PKP dévoilera les «modalités d’accession à la souveraineté» au plus tard en 2018

Vingt ans plus tard, les célèbres affiches du camp du Oui sont de retour, présentées jeudi par les leaders souverainistes Pierre Karl Péladeau (Parti québécois), Claudette Carbonneau (Oui Québec) et Sol Zanetti (Option nationale).
Photo: Jacques Boissinot La Presse canadienne Vingt ans plus tard, les célèbres affiches du camp du Oui sont de retour, présentées jeudi par les leaders souverainistes Pierre Karl Péladeau (Parti québécois), Claudette Carbonneau (Oui Québec) et Sol Zanetti (Option nationale).

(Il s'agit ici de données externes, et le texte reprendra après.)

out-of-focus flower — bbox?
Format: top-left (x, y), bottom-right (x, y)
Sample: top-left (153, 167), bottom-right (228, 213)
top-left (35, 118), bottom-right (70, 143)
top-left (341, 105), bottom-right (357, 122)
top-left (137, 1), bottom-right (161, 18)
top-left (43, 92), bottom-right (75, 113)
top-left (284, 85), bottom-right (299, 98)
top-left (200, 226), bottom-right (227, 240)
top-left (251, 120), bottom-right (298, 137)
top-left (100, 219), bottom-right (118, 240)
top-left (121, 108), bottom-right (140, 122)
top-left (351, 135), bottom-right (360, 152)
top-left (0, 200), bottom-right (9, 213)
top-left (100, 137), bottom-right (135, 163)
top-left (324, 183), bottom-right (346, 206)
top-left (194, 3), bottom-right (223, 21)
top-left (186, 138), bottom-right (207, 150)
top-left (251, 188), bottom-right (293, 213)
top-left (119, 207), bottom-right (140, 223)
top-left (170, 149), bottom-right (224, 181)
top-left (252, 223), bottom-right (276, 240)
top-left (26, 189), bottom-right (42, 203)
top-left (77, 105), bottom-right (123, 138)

Le chef du Parti québécois, Pierre Karl Péladeau, bataillera ferme afin de faire reconnaître une victoire à l’arraché du camp du Oui à un éventuel troisième référendum sur l’indépendance du Québec.

Il trouve « inusité, pour ne pas dire davantage », de voir des acteurs politiques exiger « autre chose que “50 % plus un” » avant de reconnaître la naissance d’un nouvel État. En faisant fi du principe de la simple majorité, « ils soustraient à une nation sa capacité de déterminer les modalités de son accession [à l’indépendance] », affirme-t-il au Devoir à la veille du 20e anniversaire du référendum du 30 octobre 1995.

M. Péladeau n’entend pas négocier le cadre d’une nouvelle consultation sur l’indépendance du Québec avec Ottawa. Il offrira néanmoins un bon aperçu des « modalités d’accession à la souveraineté » retenues par le PQ avant les élections générales de 2018, indique-t-il, insistant sur le fait que le ressort de son engagement politique est de « faire du Québec un pays » — et non de diriger une province canadienne.

Pour y arriver, il dit retenir une leçon « très importante » du camp du Oui de 1995: consentir le plus d’efforts possible au rassemblement des forces indépendantistes avant le coup d’envoi de la campagne référendaire. « À l’époque, il y a eu cette volonté de rassemblement », souligne-t-il, rappelant l’entrée en scène du jeune chef adéquiste Mario Dumont dans le camp du Oui en juin 1995.

« Le Parti québécois n’a pas le monopole de la volonté de réaliser l’indépendance », a-t-il d’ailleurs martelé plus tôt aux côtés du chef d’Option nationale, Sol Zanetti, du président du Bloc québécois, Mario Beaulieu, ainsi que de représentants des Organisations unies pour l’indépendance, du Mouvement national des Québécois et de la Société Saint-Jean-Baptiste.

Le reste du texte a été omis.